You are viewing a plain text version of this content. The canonical link for it is here.
Posted to dev@opennlp.apache.org by Svetoslav Marinov <sv...@findwise.com> on 2012/01/12 15:42:29 UTC

POSTagger Perceptron API

Hi all,

There is a Perceptron model for Swedish POS tagger. How does one call it with the API? I checked the API pages as well as the documentation but there there is only reference to the MaxEnt model:

POSTaggerME tagger  = new POSTaggerME(model);

So what is the method for using the Perceptron model?

I am also curious about the performance of the trained models. Is there any reference to precision/recall? Can one get in touch with the people who have trained the models available?

If one creates a new model (say for sentence detection or POS tagging with different set of POS tags) can one upload it?

Best,
Svetoslav


Re: POSTagger Perceptron API

Posted by Jörn Kottmann <ko...@gmail.com>.
On 1/12/12 3:42 PM, Svetoslav Marinov wrote:
> Hi all,
>
> There is a Perceptron model for Swedish POS tagger. How does one call it with the API? I checked the API pages as well as the documentation but there there is only reference to the MaxEnt model:
>
> POSTaggerME tagger  = new POSTaggerME(model);
>
> So what is the method for using the Perceptron model?
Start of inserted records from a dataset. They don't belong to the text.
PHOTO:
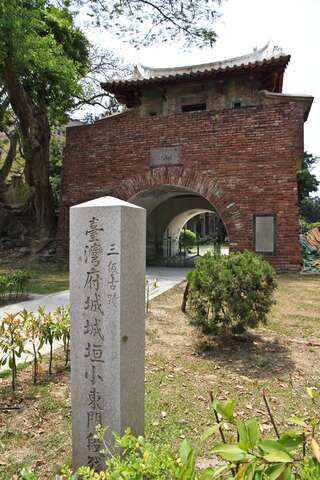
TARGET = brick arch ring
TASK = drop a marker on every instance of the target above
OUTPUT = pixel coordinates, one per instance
(203, 184)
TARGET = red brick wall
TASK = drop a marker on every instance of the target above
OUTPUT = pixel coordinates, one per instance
(244, 161)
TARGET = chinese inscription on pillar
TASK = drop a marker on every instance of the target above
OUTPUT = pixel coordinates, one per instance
(93, 310)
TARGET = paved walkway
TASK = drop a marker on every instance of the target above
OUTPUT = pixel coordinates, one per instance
(166, 278)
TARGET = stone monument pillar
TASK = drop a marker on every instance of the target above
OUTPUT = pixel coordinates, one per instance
(107, 295)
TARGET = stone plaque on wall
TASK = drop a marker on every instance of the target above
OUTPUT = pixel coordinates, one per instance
(264, 231)
(165, 156)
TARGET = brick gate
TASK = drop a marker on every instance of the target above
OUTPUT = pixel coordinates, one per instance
(224, 133)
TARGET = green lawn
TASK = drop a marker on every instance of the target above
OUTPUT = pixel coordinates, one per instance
(182, 368)
(45, 277)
The decision is made at training time, depending on the settings either
maxent or perceptron is used to train a model. The produced model can
be loaded with the code above and OpenNLP takes care to setup
everything behind the scene correctly.

We distribute a perceptron model for English.

For information about how to set the training algorithm please consult
our documentation:
http://incubator.apache.org/opennlp/documentation/1.5.2-incubating/manual/opennlp.html#tools.postagger.training


> I am also curious about the performance of the trained models. Is there any reference to precision/recall? Can one get in touch with the people who have trained the models available?
>
> If one creates a new model (say for sentence detection or POS tagging with different set of POS tags) can one upload it?
>

We currently don't have a way to share models or take care for the 
distribution, mostly for copyright/legal issues.
The way we think it should be fixed is to share open source training data.

Anyway, we have some instructions no how to train the POS tagger on 
various public corpora in our documentation.
I suggest that you take a look there:
http://incubator.apache.org/opennlp/documentation/1.5.2-incubating/manual/opennlp.html#tools.corpora

Hope that helps,
Jörn